Earlier this year, before the lockdown took effect, Bank of America estimated that Amazon's share of the U.S. e-commerce market was 44%. The second place, at 7%, was Walmart. Retail trade suffered huge losses in the spring and many companies may never recover, while online sales soared.

Indeed, Amazon and Jeff Bezos they saw their fortunes rise to tens of billions during this pandemic, while millions of others have nowhere to stay and nothing to eat.
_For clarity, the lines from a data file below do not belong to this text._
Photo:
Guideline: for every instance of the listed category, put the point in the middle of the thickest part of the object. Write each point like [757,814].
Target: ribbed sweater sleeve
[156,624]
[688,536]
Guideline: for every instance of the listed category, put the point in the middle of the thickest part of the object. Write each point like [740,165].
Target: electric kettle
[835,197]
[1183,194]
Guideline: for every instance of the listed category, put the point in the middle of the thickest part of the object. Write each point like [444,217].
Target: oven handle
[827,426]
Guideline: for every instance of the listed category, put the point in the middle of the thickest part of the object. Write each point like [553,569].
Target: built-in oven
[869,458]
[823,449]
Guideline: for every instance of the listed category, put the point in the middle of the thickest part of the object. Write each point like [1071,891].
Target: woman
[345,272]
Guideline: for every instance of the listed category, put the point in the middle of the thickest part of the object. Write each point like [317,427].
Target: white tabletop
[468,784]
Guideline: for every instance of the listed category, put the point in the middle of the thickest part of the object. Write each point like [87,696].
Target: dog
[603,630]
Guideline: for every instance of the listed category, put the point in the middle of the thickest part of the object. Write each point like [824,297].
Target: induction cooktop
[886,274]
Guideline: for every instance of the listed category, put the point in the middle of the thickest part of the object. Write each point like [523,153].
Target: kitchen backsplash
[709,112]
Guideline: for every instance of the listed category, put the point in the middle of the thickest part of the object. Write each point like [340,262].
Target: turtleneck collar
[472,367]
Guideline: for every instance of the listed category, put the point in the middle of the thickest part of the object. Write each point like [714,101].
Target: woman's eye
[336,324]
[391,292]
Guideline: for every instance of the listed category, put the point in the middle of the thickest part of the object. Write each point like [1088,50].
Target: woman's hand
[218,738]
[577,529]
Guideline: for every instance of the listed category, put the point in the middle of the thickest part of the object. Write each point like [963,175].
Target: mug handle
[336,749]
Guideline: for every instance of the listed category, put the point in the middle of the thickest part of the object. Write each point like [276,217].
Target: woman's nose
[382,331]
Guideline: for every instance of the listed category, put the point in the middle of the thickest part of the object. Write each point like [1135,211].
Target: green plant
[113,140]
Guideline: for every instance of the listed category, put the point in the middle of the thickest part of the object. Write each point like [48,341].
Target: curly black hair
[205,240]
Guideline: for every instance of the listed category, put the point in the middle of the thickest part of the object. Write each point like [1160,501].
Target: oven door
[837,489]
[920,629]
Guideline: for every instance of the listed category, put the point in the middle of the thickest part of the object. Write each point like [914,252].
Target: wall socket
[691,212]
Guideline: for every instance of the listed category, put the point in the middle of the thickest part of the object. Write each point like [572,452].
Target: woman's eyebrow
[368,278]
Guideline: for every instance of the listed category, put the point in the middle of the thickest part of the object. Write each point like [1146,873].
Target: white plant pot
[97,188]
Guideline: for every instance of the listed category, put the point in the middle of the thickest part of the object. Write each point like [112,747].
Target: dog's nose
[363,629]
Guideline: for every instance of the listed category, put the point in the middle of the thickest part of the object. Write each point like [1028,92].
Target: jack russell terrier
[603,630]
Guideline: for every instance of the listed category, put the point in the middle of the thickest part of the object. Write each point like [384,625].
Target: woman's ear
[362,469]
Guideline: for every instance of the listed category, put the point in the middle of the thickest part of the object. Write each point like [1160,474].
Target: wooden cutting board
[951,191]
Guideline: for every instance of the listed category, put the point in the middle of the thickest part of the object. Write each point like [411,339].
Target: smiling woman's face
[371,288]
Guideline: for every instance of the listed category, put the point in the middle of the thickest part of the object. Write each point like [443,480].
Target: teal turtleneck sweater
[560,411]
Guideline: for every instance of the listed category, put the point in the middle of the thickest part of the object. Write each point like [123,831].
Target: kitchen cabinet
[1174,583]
"Amazon represents a clear and present threat to American workers and our economy," said its President UFCW International Marc Perrone.

"The company not only refused to acknowledge the full impact of COVID-19 on its employees, but took advantage of this pandemic to increase its market dominance as well as its power over employees in all its distribution centers."

iGuRu.gr The Best Technology Site in Greecefgns

every publication, directly to your inbox

Join the 2.082 registrants.

Written by giorgos

George still wonders what he's doing here ...

Leave a reply

Your email address is not published. Required fields are mentioned with *

Your message will not be published if:
1. Contains insulting, defamatory, racist, offensive or inappropriate comments.
2. Causes harm to minors.
3. It interferes with the privacy and individual and social rights of other users.
4. Advertises products or services or websites.
5. Contains personal information (address, phone, etc.).